Another Third Millennium concept is development of a self-healing carbon-fiber body, to repair nicks and dents to the shell.

And finally, Lamborghini’s future supercars will incorporate AI technology, but won’t be self-driving. Models may include a “virtual cockpit” to allow drivers to simulate road and track conditions, but Lamborghini execs ruled out autonomous cars as a goal of the Terzo Millennio project.

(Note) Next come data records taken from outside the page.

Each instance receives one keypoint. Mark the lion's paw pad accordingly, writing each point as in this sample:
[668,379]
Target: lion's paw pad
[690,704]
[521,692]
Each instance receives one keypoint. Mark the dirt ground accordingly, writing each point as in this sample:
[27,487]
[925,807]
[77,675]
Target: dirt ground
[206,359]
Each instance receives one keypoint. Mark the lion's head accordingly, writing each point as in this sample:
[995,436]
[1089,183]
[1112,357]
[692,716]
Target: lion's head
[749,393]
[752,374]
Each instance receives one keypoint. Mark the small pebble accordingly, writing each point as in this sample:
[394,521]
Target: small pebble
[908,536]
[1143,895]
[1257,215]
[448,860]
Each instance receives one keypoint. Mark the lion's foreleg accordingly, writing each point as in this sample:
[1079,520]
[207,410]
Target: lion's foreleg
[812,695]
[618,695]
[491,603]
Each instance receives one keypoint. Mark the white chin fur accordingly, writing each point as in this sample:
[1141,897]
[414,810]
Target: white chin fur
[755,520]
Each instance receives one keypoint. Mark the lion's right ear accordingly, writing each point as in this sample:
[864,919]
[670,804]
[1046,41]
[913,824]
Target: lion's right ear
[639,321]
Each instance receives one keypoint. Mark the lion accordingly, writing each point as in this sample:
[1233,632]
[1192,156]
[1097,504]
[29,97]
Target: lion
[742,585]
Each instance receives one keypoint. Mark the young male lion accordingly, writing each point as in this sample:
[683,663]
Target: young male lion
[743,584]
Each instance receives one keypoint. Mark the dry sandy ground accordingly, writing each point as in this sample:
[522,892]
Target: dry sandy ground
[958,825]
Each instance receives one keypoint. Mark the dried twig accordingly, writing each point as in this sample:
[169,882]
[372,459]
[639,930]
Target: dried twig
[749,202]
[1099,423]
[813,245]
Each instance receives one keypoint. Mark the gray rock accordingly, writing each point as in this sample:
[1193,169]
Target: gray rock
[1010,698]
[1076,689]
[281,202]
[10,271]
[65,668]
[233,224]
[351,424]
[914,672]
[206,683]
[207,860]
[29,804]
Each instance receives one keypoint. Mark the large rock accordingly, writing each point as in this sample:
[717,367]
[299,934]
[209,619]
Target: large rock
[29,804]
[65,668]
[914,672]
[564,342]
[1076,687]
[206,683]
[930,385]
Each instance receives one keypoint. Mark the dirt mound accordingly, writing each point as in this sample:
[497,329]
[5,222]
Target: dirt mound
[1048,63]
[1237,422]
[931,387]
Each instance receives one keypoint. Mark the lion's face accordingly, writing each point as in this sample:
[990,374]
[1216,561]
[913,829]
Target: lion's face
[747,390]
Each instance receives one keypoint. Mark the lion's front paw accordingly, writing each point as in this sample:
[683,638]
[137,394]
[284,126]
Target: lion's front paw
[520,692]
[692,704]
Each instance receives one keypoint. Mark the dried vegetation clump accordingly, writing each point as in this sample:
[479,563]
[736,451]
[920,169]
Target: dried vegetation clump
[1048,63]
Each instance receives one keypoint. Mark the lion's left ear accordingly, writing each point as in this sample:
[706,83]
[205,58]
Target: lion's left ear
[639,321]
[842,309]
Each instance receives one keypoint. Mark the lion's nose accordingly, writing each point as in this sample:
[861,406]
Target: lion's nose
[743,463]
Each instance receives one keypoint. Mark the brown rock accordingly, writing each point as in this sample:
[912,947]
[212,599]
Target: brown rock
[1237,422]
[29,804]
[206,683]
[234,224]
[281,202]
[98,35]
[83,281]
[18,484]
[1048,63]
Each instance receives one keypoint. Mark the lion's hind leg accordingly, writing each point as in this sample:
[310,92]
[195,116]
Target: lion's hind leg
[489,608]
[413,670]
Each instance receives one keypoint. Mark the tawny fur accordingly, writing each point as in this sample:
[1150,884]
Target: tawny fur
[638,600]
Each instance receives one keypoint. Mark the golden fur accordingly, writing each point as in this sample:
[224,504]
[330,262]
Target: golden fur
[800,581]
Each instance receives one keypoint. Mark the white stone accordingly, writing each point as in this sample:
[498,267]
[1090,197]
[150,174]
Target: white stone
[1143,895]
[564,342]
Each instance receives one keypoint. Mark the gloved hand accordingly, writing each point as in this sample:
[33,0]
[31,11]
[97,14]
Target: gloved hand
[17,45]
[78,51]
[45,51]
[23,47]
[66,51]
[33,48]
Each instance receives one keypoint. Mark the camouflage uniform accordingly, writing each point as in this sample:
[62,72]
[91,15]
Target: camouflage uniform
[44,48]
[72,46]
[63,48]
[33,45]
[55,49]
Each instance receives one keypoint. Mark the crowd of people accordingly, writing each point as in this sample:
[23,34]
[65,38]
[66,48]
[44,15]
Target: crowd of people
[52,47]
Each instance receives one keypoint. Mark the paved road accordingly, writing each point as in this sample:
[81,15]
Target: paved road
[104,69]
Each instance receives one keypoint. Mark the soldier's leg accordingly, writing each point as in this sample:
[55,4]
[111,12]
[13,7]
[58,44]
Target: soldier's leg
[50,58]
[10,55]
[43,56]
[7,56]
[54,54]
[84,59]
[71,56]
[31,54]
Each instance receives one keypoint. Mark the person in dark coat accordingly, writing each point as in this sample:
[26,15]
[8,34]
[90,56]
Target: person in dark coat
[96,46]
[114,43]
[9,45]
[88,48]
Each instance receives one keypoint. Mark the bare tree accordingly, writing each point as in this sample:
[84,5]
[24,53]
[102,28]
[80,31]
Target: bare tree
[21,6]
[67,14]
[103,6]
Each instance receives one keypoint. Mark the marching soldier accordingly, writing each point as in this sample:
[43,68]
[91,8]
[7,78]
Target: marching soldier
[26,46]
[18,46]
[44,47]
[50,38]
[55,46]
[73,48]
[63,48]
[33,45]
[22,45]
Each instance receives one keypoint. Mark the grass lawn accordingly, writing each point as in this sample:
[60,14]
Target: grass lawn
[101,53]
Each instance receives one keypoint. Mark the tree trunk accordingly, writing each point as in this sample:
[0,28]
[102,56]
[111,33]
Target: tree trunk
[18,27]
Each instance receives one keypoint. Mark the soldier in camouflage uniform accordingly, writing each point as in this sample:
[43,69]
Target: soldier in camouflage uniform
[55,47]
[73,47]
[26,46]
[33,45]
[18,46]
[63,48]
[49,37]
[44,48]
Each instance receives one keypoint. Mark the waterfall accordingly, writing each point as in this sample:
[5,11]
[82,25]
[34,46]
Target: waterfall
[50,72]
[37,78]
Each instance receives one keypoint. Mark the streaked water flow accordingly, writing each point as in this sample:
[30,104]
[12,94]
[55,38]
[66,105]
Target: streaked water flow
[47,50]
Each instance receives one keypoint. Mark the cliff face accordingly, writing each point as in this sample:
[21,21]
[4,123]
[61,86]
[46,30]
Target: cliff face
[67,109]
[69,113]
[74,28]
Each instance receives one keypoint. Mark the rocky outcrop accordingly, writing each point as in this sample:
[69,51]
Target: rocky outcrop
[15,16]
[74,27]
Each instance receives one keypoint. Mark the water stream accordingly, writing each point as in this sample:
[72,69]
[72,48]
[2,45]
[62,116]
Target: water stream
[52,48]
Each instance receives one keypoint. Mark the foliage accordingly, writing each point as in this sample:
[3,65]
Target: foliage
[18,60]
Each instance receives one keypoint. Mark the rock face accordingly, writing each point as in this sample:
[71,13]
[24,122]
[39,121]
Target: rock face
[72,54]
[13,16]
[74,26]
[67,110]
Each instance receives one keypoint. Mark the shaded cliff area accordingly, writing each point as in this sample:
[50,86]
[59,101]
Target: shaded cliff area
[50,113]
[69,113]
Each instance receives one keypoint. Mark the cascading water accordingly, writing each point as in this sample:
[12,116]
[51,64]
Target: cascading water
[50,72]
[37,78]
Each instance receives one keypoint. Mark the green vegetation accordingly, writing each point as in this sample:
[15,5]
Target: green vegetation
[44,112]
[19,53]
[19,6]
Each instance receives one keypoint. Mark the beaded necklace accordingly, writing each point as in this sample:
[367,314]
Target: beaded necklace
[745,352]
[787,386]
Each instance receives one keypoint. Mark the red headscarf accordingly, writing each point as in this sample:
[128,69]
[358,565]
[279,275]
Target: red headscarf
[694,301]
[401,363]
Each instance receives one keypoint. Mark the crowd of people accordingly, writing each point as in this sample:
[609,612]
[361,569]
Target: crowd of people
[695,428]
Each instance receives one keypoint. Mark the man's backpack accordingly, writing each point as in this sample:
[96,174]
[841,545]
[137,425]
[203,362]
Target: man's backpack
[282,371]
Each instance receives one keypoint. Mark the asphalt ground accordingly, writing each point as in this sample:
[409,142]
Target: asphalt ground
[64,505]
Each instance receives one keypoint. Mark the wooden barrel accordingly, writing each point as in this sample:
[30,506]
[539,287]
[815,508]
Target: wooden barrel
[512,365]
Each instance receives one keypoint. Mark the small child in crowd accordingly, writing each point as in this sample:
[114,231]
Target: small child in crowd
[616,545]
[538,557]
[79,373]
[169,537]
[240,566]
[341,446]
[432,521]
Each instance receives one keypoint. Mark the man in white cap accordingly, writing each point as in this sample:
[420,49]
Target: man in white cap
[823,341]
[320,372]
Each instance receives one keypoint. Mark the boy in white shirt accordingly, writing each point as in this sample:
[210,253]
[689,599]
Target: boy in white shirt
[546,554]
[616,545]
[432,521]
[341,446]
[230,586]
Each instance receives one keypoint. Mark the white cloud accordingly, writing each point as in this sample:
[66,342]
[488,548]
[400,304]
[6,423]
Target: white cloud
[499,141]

“People don’t normally buy a sports cars to have it driven by a computer,” said Riccardo Parenti, the company’s head of Concept Development.

Still, Lamborghini was unable to clarify when this Terzo Millennio tech will materialize into an actual production car.

In the meantime, the company’s hybrid efforts could create a bridge to a full EV future. Lamborghini did confirm that a plug-in hybrid version of its new Urus SUV “is coming soon.” Lambo competitor Ferrari released its LaFerrari hybrid in 2016. Bugatti is also working on its first gas/electric car.

What could hasten Lamborghini’s move to full electric ― and perhaps leave Lambo disrupted as a preeminent supercar maker ― is competitors selling EVs with superior tech features and speed stats before them.

With 70 mph speed limits, for most buyers supercars are as much about capturing imaginations and performance bragging rights than actually hitting 200 mph on I-95.

 The reported stats for Lamborghini’s current top performing Huracán Performante are 0-60 in 2.4 seconds, with a top speed of 201 mph.

The same stats for Tesla’s new Roadster: 0-60 in 1.9 seconds and a top speed of 250 mph.

Lamborghini may need to bring its Terzo Millennio EV technology to market sooner than expected.